Author: Abhik Kumar Das
Abhik holds a Dual Degree (B.Tech in Electronics & Electrical
Communication Engineering & M.Tech in Automation and
Computer Vision) from Indian Institute of Technology, Kharagpur,
India. He has a vast experience in computational modelling of
complex systems. He contributed in different verticals of analytical
modelling related to renewable energy and techno-economics and
published several well-cited research articles in internationally
acknowledged journals and peer-reviewed conferences. He is founding member of
del2infinity, an accurate Wind Energy & Solar Energy Forecasting and Scheduling
Solutions Company. (e-mail: contact@del2infinity.xyz).

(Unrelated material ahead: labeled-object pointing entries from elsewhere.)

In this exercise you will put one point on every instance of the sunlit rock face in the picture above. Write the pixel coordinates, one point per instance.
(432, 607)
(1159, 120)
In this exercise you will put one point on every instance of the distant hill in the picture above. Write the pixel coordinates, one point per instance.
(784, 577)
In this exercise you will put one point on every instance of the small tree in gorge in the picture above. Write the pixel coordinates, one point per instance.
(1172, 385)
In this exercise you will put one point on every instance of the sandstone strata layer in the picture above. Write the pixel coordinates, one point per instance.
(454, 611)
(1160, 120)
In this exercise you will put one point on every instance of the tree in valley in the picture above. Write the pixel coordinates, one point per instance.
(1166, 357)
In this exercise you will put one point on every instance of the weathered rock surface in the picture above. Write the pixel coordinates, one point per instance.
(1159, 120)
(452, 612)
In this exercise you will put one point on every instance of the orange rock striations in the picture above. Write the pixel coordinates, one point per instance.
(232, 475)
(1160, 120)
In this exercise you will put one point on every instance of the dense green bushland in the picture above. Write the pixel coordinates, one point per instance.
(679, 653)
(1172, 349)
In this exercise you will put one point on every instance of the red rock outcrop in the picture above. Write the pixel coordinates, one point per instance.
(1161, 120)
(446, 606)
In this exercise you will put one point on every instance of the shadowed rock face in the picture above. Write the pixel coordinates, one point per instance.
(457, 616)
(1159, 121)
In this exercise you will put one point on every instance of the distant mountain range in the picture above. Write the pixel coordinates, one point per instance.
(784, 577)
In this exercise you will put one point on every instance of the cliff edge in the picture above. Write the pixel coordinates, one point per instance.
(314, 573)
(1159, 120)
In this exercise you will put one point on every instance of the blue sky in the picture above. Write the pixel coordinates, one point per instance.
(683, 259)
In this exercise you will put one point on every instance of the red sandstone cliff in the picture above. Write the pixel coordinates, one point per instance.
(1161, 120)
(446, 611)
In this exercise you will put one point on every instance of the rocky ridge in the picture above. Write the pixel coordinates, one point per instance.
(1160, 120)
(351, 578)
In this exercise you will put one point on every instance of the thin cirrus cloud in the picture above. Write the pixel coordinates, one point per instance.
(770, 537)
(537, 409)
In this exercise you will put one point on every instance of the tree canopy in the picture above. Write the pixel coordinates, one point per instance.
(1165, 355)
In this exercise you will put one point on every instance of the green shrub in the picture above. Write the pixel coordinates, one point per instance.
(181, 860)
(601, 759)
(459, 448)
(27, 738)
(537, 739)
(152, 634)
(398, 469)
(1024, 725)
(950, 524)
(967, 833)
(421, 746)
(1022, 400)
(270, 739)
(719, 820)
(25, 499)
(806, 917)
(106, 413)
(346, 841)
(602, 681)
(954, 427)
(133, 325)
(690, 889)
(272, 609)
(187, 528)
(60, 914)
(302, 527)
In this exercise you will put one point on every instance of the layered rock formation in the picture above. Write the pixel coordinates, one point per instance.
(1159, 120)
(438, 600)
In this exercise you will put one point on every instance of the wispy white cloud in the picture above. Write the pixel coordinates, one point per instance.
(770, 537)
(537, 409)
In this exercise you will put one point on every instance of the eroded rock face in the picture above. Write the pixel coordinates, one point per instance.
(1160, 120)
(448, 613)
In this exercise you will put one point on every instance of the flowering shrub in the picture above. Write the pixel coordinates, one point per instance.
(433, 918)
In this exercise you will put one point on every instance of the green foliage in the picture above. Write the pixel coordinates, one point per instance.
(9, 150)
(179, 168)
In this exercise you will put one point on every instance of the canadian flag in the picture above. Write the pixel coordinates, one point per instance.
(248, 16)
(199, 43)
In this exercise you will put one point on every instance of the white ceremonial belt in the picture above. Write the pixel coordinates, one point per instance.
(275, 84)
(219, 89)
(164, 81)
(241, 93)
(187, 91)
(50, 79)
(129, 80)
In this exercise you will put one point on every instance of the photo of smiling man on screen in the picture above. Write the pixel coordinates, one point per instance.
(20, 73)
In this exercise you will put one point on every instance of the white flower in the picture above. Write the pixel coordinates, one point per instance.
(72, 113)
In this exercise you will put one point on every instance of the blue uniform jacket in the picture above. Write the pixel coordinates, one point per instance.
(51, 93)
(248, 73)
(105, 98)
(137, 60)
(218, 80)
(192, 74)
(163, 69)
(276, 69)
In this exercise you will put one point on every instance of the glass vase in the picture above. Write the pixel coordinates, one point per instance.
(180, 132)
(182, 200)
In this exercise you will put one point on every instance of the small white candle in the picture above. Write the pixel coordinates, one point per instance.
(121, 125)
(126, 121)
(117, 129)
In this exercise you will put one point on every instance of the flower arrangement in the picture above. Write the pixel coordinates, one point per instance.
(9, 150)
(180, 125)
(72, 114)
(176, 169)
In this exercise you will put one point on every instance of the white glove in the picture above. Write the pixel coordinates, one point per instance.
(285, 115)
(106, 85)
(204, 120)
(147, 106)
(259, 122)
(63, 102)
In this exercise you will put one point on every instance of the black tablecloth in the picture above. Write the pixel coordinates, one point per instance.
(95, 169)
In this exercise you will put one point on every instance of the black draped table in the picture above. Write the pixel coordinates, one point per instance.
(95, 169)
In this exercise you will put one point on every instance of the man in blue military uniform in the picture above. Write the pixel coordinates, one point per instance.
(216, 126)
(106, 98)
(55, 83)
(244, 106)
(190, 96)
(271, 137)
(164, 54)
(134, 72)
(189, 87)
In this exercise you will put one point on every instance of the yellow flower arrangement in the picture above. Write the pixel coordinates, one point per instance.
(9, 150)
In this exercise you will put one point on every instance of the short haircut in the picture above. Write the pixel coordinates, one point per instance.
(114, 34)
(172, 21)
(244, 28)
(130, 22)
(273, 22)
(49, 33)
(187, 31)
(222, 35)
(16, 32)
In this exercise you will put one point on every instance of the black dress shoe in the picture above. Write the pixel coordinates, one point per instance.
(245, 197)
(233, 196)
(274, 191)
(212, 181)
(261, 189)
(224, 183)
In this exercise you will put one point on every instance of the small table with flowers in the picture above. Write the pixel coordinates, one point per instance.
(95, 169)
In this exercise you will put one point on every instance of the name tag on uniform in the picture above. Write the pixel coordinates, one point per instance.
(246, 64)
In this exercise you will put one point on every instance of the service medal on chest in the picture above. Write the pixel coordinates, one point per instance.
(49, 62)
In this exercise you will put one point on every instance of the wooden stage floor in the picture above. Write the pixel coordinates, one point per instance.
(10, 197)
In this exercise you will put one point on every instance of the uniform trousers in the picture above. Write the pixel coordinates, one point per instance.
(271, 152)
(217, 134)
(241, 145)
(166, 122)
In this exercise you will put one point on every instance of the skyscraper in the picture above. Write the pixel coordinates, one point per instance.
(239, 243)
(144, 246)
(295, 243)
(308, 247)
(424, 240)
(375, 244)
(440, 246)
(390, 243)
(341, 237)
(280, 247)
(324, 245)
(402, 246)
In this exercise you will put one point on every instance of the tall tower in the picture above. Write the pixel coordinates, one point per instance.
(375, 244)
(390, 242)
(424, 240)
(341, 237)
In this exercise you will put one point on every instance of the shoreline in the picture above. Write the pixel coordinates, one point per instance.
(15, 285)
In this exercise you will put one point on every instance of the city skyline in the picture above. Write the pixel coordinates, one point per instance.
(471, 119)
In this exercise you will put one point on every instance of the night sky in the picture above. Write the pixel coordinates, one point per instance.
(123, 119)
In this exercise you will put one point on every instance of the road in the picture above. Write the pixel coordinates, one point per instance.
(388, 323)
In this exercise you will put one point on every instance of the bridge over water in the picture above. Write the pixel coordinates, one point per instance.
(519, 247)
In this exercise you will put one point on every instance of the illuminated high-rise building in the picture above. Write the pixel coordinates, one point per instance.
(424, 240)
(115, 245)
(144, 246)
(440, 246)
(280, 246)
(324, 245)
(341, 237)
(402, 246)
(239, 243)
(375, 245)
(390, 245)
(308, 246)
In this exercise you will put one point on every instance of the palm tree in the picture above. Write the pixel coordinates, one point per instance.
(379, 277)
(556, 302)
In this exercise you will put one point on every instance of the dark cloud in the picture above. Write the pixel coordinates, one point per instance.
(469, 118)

2. Distributed with permission of author(s) by GETS 2016. Published at GETS 2016 http://www.NTPCGETS.com

Abstract— Due to the non-availability of sufficient resources and considerable amount of emission of pollutants from
commercial energy generation, renewable energy has been high on Indian policymakers’ agenda for enabling the country`s
transition to a sustainable energy future. Wind and solar energy are the major components of renewable energy in India but the
variability and unpredictability inherent to wind and solar power raise a number of issues associated with grid integration. With
increasing penetration of wind and solar power having unscheduled fluctuations, wind and solar power creates a threat to grid
reliability due to balancing challenge in load and generation. The integration of significant wind and solar energy into existing
supply system is a challenge for large scale renewable energy penetration; hence the day-ahead and short-term renewable
energy forecasting is needed to effectively integrate renewable power to the grid. As per CERC regulation, FOR regulation and
different state regulations, day-ahead forecasting and scheduling of wind and solar energy is required to be submitted by IPPs
and hence the forecasting and scheduling of renewable energy has become a widely pursued areas of research at Indian
context. Though there are different methods in forecasting renewable power generation, in this paper, we are showing how the
mixed approach technique using artificial intelligence, the algorithm of which are developed by del2infinity, is useful in
forecasting of wind and solar power generation. Since the regulation deals with the deviation settlement mechanism due to
erroneous forecast results, this paper also shows the theoretical structure and simple penalty calculation methodology using
probabilistic model for different scenarios of forecast accuracy. The approximate statistical model correlating forecast
accuracy and penalty due to erroneous forecast can act as an essential tool in maximizing the energy accuracy to minimize the
penalty due to deviation.
Index Terms— Wind, Solar, Forecasting, Penalty, Energy Accuracy
I. INTRODUCTION
Energy is a vital requirement for social and economic development of a nation. One of the major indices of
improved quality of life is per capita energy consumption which has been rising steadily in India, though a
considerable amount of villages are without power even today [1]. Due to the socio-economic development, the
demand of energy has multiplied manifold and this demand can be no longer satisfied by the traditional energy
technology using local resources only and to envision energizing the rural and urban area with high energy
demand, renewable energy is being seen as a transformative solution to meet energy demand as well as
economic challenges. For a sustainable energy future, not only the energy demand but amount of emission of
pollutants from commercial energy generation is a crucial issue; and considering National Action Plan on Climate
Change [2], Nationally Determined Contributions (NDCs) [3], renewable energy (RE) goals [4], India‟s national
policies and other initiatives encourage renewable and clean energy for various applications. At present, India has
a target of 175 Giga Watt (GW) of installed capacity from renewable energy by 2022, of which 100GW is to come
from solar, 60GW from wind [4]. In addition, India‟s NDC goal is to achieve 40% of total installed power generation
capacity from renewable energy by 2030 [3] and therefore, a great interest in adopting green energy technologies
in the country [5]. However, the large-scale deployment of renewable energy technology involves a combination of
interventions involving policy and regulatory mechanisms, technological solutions and institutional structures.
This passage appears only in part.